There are two very core ideas I've come across that I really like the sound of, but that seem to conflict with each other.
On the one hand, the three act structure says we should start with exposition. We should introduce the players, introduce the setting, and set the stage for the conflicts that are to follow. Looking at the books I'm reading now and have read in the past, especially fantasy books (my genre of choice as a writer), I can clearly see an exposition period in all of them. The characters are introduced in their element, and are allowed to live a few days or at least a few hours of their normal lives before things pick up.

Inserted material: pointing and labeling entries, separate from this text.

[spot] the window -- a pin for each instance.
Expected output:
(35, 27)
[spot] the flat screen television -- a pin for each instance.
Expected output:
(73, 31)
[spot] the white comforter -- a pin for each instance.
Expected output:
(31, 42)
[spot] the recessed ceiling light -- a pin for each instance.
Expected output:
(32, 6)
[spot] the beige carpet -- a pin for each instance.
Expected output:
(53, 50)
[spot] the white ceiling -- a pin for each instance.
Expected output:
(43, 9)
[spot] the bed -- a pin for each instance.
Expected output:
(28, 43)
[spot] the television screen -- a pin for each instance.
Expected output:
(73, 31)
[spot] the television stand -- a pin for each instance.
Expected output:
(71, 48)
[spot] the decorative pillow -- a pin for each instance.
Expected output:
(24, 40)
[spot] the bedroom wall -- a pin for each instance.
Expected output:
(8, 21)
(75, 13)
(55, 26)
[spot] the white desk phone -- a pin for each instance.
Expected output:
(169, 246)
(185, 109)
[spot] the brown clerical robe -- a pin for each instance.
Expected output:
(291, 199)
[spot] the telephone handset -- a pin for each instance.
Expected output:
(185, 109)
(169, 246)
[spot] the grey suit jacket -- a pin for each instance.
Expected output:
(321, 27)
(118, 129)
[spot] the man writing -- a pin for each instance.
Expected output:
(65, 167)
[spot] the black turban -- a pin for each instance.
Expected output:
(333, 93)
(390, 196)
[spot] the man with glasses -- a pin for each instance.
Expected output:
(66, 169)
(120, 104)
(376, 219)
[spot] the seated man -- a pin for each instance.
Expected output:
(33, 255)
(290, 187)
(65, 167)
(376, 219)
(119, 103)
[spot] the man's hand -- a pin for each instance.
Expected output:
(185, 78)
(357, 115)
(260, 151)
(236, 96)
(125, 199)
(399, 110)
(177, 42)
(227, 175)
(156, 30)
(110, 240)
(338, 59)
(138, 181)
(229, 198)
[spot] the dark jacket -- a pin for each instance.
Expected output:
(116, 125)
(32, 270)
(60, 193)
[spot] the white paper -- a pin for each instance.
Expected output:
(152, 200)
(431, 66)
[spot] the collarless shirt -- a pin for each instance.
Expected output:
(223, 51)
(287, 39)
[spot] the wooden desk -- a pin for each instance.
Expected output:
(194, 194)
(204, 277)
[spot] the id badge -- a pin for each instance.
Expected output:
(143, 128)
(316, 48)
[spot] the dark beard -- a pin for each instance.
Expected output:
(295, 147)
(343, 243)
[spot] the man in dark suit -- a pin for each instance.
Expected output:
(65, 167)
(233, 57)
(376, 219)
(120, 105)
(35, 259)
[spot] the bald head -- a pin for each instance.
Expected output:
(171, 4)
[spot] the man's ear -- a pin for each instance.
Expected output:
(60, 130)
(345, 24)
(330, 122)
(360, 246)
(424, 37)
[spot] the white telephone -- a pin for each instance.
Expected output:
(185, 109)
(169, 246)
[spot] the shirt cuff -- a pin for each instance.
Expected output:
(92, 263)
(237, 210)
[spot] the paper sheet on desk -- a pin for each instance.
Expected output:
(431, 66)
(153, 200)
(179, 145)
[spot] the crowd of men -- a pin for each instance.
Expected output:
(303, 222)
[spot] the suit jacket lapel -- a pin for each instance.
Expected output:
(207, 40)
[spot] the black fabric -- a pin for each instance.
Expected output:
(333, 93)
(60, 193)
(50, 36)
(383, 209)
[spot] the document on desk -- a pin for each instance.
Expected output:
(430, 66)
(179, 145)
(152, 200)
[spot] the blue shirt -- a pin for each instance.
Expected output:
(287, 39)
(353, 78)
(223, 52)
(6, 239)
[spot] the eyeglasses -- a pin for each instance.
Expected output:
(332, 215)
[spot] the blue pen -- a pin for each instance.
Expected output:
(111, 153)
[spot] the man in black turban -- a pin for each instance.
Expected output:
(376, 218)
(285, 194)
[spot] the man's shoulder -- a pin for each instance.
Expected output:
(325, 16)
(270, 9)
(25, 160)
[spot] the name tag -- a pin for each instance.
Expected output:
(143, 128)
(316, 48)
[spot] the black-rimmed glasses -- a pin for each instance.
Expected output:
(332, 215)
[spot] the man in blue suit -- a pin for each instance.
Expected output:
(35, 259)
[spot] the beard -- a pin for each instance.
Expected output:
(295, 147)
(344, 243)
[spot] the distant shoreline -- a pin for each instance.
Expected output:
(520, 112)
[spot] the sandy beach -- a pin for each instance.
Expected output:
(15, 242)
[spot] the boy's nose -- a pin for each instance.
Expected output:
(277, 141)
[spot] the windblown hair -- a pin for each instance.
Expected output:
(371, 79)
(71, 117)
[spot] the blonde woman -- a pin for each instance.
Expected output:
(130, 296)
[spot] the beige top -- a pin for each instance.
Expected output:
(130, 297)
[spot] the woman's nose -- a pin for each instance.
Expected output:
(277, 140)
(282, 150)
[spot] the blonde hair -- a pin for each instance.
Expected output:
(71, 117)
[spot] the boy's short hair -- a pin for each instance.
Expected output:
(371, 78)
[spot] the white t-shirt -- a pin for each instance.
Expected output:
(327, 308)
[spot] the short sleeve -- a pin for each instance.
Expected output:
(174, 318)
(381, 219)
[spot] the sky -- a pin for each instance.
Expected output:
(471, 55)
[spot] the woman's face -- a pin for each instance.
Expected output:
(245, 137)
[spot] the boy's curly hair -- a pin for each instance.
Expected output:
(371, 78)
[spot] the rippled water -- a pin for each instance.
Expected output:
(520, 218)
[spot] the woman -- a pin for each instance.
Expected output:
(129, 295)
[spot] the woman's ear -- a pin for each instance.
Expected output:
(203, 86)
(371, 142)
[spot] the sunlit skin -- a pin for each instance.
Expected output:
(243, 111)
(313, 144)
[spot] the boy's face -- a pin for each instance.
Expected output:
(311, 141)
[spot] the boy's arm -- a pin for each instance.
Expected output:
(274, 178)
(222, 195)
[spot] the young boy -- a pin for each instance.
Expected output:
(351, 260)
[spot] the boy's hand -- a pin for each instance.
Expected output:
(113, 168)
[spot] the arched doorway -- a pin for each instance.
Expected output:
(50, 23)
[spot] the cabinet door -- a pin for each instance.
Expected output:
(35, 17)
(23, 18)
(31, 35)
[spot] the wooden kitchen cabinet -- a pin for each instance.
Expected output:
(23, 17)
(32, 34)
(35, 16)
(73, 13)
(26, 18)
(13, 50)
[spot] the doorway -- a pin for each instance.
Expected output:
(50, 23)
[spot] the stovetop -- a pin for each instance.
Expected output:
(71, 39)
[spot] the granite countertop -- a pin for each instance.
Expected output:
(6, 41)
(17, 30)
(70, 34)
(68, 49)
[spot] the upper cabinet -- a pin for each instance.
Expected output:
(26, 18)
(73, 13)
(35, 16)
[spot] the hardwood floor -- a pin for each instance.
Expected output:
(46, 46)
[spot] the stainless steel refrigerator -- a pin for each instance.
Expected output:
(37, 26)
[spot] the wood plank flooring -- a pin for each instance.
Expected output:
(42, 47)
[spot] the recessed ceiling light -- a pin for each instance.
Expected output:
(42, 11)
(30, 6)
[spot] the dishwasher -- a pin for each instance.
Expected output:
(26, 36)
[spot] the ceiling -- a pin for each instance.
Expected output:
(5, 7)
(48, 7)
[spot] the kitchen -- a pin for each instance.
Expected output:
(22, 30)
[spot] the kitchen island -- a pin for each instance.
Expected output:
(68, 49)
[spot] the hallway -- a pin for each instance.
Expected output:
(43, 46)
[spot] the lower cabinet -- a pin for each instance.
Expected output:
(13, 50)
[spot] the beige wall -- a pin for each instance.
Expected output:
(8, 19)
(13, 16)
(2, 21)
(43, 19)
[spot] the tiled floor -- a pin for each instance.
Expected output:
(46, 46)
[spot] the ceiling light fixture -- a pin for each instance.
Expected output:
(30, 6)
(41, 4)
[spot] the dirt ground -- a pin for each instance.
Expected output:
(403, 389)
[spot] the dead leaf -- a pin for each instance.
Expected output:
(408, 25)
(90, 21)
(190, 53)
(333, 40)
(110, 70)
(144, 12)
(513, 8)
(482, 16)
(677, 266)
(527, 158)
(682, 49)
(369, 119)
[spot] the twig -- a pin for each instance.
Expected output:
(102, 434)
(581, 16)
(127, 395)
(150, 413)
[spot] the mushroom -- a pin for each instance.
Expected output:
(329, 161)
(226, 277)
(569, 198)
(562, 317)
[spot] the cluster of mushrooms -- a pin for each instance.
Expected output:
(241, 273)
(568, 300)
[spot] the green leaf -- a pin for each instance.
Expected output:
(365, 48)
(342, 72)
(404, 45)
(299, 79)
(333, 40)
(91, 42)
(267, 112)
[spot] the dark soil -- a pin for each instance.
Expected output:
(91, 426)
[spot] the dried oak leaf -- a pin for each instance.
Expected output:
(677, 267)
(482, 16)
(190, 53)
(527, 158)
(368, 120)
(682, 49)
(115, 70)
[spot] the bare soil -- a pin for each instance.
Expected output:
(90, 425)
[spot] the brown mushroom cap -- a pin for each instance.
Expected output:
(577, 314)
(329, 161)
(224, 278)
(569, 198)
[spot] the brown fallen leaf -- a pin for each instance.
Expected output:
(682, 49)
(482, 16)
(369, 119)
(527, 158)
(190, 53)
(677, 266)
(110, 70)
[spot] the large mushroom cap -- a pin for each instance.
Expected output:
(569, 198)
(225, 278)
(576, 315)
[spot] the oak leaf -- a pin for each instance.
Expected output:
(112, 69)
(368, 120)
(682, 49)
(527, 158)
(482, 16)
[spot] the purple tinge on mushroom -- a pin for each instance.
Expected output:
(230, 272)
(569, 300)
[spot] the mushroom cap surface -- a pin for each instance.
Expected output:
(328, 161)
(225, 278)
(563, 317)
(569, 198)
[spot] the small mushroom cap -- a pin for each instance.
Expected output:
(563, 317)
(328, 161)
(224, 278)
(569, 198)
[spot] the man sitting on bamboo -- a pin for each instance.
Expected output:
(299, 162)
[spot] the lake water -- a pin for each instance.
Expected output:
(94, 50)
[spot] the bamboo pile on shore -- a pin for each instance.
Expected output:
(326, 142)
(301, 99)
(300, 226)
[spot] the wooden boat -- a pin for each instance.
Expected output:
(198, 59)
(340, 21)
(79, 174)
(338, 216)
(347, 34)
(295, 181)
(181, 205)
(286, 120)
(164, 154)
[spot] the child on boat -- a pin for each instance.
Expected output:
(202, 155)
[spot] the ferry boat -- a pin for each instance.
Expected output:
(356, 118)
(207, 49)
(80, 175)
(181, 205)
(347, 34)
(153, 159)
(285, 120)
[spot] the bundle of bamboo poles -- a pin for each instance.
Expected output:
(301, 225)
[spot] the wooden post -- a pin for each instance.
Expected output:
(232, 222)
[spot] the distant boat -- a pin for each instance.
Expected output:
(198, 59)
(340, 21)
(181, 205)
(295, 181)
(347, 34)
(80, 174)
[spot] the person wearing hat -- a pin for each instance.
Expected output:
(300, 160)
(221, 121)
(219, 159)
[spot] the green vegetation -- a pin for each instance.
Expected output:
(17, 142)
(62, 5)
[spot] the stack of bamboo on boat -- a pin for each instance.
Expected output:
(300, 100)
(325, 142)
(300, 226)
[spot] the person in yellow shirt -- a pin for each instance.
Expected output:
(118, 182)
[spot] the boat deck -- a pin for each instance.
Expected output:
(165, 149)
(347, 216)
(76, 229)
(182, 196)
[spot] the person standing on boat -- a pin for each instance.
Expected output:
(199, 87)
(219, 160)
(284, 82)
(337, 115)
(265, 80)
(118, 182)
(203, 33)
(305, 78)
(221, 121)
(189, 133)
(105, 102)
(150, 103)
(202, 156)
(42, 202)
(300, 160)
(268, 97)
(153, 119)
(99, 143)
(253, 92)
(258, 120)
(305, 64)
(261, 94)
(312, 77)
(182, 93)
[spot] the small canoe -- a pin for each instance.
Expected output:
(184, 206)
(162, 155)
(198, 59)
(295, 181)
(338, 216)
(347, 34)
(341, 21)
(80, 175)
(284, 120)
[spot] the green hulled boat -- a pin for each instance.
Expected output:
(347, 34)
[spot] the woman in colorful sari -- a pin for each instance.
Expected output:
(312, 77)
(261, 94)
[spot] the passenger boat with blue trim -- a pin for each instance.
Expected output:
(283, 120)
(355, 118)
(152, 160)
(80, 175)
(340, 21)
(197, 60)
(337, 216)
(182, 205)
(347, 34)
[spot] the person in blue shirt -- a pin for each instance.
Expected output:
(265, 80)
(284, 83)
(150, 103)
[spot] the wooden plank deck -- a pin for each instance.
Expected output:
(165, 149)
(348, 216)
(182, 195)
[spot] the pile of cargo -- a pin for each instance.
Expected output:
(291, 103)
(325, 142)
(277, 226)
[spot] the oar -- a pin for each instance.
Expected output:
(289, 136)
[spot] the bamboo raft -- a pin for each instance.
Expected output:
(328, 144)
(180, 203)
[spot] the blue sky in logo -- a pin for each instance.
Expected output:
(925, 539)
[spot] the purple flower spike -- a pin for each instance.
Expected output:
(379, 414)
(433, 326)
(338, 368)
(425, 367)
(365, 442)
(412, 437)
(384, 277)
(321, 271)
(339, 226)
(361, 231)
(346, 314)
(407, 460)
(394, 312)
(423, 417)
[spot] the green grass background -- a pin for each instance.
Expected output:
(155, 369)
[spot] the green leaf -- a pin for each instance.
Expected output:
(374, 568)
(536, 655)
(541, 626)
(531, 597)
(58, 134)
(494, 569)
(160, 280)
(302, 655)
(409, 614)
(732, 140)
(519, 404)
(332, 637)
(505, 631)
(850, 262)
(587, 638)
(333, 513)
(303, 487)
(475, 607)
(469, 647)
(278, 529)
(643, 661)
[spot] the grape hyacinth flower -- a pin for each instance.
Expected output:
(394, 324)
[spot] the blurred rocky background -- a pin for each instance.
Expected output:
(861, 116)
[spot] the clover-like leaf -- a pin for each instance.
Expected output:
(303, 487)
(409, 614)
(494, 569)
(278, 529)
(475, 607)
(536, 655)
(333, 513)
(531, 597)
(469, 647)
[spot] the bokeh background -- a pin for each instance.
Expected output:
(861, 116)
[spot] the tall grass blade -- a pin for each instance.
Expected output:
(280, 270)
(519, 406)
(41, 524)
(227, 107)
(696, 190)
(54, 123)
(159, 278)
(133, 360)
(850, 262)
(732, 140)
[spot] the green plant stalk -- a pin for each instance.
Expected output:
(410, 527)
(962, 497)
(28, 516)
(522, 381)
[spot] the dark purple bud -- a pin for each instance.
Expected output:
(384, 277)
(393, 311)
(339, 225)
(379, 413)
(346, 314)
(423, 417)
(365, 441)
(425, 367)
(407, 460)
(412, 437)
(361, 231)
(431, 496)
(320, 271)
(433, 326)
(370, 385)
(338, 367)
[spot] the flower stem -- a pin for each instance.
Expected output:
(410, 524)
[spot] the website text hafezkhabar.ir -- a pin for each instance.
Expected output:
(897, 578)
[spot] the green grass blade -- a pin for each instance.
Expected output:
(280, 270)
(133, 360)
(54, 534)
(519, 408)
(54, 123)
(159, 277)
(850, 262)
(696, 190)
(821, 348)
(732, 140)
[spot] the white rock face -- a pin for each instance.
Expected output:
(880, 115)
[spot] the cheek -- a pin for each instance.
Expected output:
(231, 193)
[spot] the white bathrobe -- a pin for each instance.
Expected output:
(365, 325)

On the other hand, you're supposed to start things with a bang. The first sentence of your book is supposed to hook the reader for the rest of the page, the first page hook the reader for the rest of the chapter, and the first chapter hook the reader for the rest of the book. Things have to get off the ground, now, if you want to have any chance of keeping a reader around long enough to finish this paragraph, never mind your 100,000 word novel.
The two seem incompatible for me. I went for the latter approach in this revision, but I feel like there are just too many questions unanswered. On the other hand, if I went for the former approach, I would be thinking "who would even get this far?" by the time I hit the first "disaster" of the three act structure.
Is there a happy middle ground?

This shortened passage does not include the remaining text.